Interpretation: This is a different failure mode from deskilling — it's integration failure. Physicians fail to extract AI capability, achieving no improvement despite access to a 90%+ diagnostic tool. The team performs at the level of the human, not the AI.
Why this is distinct from deskilling:
- Deskilling: skill degrades after AI exposure when AI is removed
- Integration failure (Goh 2024): skill does not improve despite AI access; the human anchors the team performance, not the AI
- Both produce the same outcome (human performance level), but through different mechanisms
Agent Notes
Why this matters: The Goh 2024 RCT is methodologically the strongest evidence on the human-AI diagnostic team question — it's a real RCT (not observational) with reasonable sample size for a physician study. The null result is damning in a different way than deskilling: physicians aren't being harmed by the AI (no deskilling measured), but they're also not benefiting from it in the most common clinical task (diagnosis). The AI alone performs dramatically better, but the human-AI team doesn't outperform humans without AI.

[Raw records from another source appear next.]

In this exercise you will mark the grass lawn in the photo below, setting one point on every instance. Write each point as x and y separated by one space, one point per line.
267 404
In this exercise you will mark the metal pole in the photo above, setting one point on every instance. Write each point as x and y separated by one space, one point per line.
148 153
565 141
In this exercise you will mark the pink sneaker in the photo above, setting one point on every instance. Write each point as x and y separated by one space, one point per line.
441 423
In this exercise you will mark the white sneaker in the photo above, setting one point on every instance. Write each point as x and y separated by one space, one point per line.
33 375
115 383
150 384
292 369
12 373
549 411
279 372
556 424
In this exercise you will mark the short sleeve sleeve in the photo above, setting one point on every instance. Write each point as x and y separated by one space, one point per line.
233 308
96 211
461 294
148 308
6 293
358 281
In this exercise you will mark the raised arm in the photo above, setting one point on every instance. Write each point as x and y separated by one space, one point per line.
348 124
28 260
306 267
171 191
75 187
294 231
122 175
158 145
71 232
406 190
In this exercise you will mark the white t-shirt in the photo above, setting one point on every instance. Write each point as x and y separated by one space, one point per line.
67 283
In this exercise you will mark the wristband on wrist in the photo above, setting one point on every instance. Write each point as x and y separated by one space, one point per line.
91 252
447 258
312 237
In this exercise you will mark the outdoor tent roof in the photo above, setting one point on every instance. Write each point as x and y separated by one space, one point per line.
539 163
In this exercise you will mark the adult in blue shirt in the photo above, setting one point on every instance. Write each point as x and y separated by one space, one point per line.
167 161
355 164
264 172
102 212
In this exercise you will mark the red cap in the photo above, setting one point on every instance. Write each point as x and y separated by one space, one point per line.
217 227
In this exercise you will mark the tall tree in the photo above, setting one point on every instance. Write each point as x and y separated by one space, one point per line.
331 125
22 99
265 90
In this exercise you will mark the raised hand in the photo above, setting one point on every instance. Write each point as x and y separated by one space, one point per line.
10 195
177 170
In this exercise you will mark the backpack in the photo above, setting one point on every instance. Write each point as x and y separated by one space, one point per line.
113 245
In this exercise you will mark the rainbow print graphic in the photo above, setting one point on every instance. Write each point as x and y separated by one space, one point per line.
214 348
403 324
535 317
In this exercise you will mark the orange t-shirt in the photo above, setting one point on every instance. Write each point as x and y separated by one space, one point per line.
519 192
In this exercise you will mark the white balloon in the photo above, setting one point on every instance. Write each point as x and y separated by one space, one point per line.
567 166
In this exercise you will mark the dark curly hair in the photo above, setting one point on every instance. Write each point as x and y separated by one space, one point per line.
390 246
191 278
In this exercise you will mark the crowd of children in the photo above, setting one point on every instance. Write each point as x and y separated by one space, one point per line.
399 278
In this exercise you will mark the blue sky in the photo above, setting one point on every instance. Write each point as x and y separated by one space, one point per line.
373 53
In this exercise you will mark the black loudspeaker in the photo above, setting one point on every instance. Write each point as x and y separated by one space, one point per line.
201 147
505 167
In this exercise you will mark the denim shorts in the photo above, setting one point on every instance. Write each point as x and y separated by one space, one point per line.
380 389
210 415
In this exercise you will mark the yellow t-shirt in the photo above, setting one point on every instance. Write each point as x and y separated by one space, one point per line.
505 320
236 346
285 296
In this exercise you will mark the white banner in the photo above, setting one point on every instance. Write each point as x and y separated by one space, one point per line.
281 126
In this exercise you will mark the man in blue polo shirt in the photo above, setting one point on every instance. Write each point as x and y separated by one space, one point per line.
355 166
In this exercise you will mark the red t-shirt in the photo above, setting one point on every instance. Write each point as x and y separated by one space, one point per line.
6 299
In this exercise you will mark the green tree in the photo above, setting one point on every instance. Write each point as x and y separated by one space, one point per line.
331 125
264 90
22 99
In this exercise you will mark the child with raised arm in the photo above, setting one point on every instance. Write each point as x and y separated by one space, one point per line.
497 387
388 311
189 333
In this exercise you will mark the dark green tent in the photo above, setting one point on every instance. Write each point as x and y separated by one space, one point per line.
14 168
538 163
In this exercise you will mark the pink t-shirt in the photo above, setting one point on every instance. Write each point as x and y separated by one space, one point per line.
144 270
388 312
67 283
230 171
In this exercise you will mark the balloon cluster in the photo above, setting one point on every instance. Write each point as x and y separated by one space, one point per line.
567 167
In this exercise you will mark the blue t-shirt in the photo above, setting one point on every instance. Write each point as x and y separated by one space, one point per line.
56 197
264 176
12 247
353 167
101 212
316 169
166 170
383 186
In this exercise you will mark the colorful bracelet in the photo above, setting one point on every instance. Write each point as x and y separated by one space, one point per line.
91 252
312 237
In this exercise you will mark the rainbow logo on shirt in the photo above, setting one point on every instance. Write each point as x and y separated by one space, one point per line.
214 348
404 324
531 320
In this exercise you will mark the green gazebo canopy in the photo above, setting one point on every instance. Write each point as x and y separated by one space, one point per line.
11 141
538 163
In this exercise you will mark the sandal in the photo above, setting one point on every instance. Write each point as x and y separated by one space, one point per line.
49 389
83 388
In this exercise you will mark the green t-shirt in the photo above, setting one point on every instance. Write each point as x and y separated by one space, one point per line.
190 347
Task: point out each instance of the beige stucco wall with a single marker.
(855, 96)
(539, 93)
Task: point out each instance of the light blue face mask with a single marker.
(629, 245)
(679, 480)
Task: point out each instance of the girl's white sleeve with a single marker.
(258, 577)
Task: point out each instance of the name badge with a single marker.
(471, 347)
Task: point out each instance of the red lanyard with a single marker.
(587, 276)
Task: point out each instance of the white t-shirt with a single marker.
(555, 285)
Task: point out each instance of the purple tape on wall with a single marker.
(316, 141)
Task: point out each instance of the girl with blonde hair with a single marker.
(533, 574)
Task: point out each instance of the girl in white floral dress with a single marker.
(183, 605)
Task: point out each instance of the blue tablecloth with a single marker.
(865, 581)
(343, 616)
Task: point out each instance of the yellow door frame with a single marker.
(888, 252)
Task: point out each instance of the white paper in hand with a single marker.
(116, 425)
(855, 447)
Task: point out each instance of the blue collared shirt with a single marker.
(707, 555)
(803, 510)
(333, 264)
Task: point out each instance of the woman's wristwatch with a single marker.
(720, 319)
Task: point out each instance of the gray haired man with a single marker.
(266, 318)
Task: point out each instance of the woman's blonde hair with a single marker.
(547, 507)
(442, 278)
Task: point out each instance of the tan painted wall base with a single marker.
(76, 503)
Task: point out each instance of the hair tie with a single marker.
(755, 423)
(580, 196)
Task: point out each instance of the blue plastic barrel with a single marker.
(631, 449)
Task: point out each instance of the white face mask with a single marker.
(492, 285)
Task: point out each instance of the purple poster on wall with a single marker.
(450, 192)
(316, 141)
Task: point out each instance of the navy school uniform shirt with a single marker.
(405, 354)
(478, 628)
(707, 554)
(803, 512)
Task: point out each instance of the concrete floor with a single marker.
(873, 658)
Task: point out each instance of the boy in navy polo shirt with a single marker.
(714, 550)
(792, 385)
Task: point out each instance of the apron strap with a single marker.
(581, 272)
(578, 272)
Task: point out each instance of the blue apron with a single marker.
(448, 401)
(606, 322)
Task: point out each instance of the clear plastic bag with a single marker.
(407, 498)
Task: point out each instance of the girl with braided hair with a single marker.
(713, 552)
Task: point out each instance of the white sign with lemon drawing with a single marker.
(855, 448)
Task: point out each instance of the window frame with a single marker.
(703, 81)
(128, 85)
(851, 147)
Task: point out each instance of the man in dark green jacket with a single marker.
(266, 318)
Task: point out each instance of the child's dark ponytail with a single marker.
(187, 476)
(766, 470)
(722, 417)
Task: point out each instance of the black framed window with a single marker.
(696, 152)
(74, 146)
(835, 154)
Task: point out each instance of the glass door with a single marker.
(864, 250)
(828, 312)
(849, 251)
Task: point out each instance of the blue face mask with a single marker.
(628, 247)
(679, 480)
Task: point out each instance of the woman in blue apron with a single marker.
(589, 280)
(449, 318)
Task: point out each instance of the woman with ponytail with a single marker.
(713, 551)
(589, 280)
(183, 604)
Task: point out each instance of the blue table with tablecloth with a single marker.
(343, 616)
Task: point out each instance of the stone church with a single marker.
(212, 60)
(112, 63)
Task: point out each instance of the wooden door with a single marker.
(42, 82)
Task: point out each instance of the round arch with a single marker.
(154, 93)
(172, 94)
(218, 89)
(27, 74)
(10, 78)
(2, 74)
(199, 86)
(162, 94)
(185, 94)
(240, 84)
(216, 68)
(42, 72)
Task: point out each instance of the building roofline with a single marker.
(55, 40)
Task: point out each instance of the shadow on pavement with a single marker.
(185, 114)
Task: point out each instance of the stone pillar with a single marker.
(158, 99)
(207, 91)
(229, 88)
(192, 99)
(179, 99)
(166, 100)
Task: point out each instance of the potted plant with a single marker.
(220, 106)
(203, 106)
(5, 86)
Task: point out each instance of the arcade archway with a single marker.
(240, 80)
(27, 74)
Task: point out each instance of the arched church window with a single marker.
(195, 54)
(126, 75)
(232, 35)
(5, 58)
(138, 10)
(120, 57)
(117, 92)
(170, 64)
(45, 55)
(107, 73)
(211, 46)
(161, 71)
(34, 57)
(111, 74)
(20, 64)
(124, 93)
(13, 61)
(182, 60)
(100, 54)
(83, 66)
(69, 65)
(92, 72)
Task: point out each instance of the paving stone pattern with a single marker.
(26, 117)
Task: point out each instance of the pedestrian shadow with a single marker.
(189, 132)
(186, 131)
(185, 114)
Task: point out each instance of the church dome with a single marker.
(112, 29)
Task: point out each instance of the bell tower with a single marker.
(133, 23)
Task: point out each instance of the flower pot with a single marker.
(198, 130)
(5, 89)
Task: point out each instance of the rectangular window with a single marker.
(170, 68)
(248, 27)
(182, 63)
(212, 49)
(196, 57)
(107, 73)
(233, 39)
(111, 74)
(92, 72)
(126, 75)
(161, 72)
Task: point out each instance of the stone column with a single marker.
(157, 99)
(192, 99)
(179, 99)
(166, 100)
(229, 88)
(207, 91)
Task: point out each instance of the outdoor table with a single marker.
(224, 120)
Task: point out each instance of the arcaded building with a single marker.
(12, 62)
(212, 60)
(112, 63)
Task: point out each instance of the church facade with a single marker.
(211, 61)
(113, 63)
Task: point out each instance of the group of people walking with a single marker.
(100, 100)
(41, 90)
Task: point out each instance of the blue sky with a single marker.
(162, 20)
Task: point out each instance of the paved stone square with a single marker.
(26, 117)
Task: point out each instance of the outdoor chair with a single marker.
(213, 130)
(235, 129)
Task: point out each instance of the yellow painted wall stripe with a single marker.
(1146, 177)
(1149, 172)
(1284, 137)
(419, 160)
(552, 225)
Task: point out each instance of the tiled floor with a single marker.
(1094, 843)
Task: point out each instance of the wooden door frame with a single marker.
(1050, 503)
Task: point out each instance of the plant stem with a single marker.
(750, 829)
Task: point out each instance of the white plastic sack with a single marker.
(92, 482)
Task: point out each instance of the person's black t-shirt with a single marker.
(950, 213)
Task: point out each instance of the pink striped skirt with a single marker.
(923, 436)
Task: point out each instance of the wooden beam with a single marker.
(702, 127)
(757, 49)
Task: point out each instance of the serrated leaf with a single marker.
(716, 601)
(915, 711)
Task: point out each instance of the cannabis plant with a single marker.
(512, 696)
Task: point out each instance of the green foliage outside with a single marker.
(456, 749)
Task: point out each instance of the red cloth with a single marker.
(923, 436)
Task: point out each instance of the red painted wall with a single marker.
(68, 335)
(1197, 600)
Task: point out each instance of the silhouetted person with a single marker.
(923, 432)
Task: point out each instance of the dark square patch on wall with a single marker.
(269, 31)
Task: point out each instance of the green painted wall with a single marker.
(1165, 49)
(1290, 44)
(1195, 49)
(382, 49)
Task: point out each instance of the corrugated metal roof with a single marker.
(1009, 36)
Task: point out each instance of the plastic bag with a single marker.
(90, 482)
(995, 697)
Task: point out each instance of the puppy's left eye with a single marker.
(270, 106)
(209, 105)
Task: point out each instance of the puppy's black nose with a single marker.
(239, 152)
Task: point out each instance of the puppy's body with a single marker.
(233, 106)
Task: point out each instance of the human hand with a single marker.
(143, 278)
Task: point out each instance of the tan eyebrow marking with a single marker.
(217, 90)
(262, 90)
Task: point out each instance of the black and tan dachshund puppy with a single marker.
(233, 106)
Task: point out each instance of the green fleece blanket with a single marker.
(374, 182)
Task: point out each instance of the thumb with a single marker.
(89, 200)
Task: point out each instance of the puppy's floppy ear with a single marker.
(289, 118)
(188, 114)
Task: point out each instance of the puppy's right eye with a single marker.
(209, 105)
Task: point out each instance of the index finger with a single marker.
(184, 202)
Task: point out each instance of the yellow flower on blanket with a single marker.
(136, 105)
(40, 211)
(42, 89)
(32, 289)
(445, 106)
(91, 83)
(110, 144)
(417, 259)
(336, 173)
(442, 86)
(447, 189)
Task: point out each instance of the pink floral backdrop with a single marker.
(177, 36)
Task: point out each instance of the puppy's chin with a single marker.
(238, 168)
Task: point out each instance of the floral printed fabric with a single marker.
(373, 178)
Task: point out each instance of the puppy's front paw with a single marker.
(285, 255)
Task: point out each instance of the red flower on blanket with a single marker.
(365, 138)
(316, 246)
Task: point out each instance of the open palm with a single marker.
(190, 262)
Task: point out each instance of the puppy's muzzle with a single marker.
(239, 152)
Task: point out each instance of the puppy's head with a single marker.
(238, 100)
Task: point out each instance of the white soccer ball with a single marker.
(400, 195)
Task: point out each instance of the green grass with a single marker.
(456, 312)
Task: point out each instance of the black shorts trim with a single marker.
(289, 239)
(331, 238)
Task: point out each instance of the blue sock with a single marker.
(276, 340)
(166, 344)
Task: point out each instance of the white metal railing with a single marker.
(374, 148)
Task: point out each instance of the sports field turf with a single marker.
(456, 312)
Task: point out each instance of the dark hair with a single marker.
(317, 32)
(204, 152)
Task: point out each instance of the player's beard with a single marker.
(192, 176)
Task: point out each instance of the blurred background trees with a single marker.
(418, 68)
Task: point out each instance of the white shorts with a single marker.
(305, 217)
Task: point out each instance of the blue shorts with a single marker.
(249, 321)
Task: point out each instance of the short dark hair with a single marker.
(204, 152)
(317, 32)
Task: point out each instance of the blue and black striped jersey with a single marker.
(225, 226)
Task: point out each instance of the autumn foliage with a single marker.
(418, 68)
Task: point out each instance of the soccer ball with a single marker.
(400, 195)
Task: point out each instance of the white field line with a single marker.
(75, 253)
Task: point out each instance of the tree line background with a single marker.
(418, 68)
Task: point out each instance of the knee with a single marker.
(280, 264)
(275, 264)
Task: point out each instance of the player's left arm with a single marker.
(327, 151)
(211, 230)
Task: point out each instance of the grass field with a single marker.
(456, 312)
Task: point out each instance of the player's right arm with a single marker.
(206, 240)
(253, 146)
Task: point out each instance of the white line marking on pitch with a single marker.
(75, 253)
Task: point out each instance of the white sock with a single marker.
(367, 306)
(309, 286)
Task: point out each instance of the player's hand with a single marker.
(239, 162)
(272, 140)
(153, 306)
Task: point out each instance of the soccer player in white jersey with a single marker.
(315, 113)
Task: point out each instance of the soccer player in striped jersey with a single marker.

What surprised me: The 16-point gap between AI-alone and the human-AI team. This is the clearest evidence of integration failure in the literature. The benefit that could be extracted from the AI isn't being extracted. This connects to centaur design — the centaur only works if the human and AI roles are structurally separated.
What I expected but didn't find: Stratification by AI experience or digital health literacy. Presumably, physicians who use AI tools more regularly would extract more benefit. The JAMA paper presumably stratified by career stage (attending vs. resident) but the agent didn't report whether that moderated the result.
KB connections:
- human-in-the-loop clinical AI degrades to worse-than-AI-alone because physicians both de-skill from reliance and introduce errors when overriding correct outputs — the Goh 2024 study adds a related but distinct mechanism: even without deskilling, human-AI teams underperform AI alone because of integration failure (not extracting AI capability)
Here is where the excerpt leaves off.